The legitimacy of people using PCs to run OS X basically would have to fall within the DMCA 7 exceptions. Someone looking to test the security of the system, including whether the encryption on the OS can be broken. I assume some malware that mimics TPM interoperability may be able to achieve privileged functions. I also don't know how someone can verify that a given lockup/freeze/hang is caused by bad software or by the TPM having a snit.

Law enforcement officials, and I think the GSA in general, will not trust a 3rd party to encrypt OS functions. uNIVAC would have been thrown out on their ear had they insisted they keep secret all these things about the systems on board submarines etc.

My chief point however is I do not support censoring URLs because they represent a potential threat to a copyright holder. The law is not broken the moment the link is followed (with exception of course of URL links to copyrighted files). In Maxxuss' case, you need to pirate some data (gigs worth) he does not supply, and then apply patches, follow procedures, etc. Censoring him definitely crosses the line for me.

My second complaint is we have an unacknowledged Apple Copyright Protector built into every x86 Mac. The hardware and software to implement this function can conceivably, after a malware attack, hoist a valid user in Apple's petard, which honestly is about the worst punishment an OS X user will experience. Microsoft "loses" millions a time-unit in unregistered Windows licenses, but you don't see them locking the OS down with a hardware key and making the computer come to a complete halt if the OS believes it has been pirated. They offer non-nagging safe mode, and 30-day-grace real mode. Apple gives you not even a commandline prompt to get at your files once the TPM checks fail.

What case, if one exists, for me is that I honestly do not have a legal path to OS x86, because I cannot afford the hardware. Ask AMD if they created their chip totally in a vacuum, knowing nothing about the Pentium instruction set. Ask Amdahl if they made interoperable IBM mainframe equivalent products without using reverse engineering. Ask them again if they certified VMS on their mainframes without violating IBM's End-User License Agreement for that OS.

What is the difference between a pirate and an innovator? Some of it is simply the opinion of a copyright holder, at least one with nasty lawyers. By isolating OS X to Apple hardware alone, we are going to lose some efforts of hackers who may code up a nice free works-better-than-Toast CD burning program, or port some Open Source project that is basically undoable or undesirable on Darwin.
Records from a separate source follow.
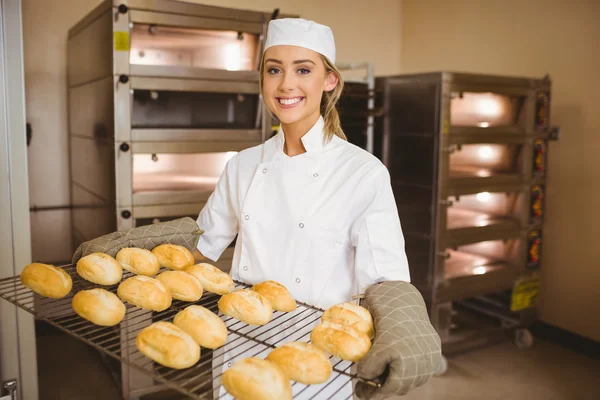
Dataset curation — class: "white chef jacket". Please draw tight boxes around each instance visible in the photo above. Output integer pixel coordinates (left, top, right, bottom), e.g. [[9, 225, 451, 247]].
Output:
[[198, 117, 410, 308], [198, 117, 410, 400]]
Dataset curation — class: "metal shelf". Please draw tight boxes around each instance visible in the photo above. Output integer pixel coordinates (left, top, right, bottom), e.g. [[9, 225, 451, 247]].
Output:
[[436, 250, 519, 302], [446, 207, 521, 247], [0, 265, 380, 399], [448, 167, 527, 196]]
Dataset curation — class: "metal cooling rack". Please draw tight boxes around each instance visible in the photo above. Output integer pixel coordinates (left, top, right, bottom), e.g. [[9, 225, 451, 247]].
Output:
[[0, 265, 380, 400]]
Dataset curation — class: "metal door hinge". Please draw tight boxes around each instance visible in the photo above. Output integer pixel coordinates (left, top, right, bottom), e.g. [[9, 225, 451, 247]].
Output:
[[0, 379, 17, 400]]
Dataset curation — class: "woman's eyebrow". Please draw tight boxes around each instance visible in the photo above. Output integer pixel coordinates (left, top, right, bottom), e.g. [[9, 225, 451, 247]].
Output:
[[265, 58, 317, 65], [294, 59, 317, 65]]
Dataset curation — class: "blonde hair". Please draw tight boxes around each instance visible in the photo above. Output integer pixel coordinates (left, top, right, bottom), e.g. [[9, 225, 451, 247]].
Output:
[[258, 54, 348, 143]]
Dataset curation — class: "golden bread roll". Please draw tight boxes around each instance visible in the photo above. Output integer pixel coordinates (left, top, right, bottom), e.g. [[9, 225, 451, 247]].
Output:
[[117, 275, 171, 311], [321, 303, 375, 339], [152, 244, 195, 271], [310, 321, 371, 361], [115, 247, 160, 276], [156, 271, 202, 301], [219, 289, 273, 325], [77, 253, 123, 286], [135, 321, 200, 369], [185, 263, 235, 295], [222, 358, 292, 400], [72, 289, 125, 326], [267, 342, 333, 385], [252, 281, 296, 312], [173, 306, 227, 349], [21, 263, 73, 299]]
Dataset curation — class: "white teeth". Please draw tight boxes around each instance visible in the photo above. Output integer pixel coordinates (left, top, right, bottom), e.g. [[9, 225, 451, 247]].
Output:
[[279, 97, 302, 106]]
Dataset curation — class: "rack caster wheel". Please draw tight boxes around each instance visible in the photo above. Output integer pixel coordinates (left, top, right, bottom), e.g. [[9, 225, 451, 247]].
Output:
[[435, 356, 448, 376], [514, 328, 533, 349]]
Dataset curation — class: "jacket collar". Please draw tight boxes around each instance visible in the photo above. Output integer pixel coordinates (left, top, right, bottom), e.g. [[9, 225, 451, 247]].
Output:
[[275, 116, 325, 153]]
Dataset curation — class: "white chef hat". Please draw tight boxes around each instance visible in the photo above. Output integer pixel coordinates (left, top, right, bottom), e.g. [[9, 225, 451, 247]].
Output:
[[265, 18, 335, 63]]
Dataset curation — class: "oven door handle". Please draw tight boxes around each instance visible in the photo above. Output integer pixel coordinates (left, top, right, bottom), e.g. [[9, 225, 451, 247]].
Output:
[[0, 379, 17, 400]]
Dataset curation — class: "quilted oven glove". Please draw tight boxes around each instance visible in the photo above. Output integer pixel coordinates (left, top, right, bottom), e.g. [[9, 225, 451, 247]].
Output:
[[72, 217, 204, 264], [356, 281, 442, 400]]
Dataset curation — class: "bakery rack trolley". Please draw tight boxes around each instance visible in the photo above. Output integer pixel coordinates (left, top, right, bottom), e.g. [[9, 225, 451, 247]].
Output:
[[336, 62, 377, 154], [0, 265, 379, 400], [67, 0, 298, 269], [375, 72, 557, 366], [65, 0, 302, 398]]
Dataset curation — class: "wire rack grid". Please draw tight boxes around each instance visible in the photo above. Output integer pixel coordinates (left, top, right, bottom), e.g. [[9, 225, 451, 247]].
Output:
[[0, 265, 380, 400]]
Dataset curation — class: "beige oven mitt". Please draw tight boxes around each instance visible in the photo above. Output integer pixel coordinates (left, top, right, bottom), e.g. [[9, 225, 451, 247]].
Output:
[[356, 281, 442, 400], [72, 217, 204, 264]]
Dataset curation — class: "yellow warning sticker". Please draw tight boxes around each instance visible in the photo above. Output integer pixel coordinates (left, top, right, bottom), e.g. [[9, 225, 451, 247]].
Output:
[[510, 274, 540, 311], [115, 32, 129, 51]]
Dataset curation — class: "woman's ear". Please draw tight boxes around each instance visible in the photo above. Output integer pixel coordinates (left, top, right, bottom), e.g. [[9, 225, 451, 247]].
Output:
[[324, 72, 340, 92]]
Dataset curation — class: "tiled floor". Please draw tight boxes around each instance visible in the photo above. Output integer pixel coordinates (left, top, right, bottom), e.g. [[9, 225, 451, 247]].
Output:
[[38, 328, 600, 400]]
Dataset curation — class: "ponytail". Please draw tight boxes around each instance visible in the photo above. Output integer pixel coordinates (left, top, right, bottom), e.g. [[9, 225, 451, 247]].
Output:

I know there's a threat to Apple if the press starts sensationalizing "Any PC can run Mac OS X." because that is a huge exaggeration. AMD processors and lack of PAE, SSE3, and even dual core, as well as a lack of compatible peripherals (my Azalia sound doesn't work), makes OS X for a PC a hacker's system, NOT a replacement for Joe Consumer looking to get a PC for his use.

If IBM had had their druthers, they'd have a better monopoly on mainframe market than they do today. Apple is trying to duplicate this success by locking down and obfuscating core components of their OS, without regard to how it may possibly affect their honest, paying customers down the line. The way the code acts upon the written-in presumption of guilt is a powderkeg. I know if I was an angry hacker, that's exactly the virus I'd create - something to bollux TPM whenever it's found, making OS X useless on ALL machines. Then maybe Apple would get enough yelling and screaming directed at them to relax the sphincter muscles a bit.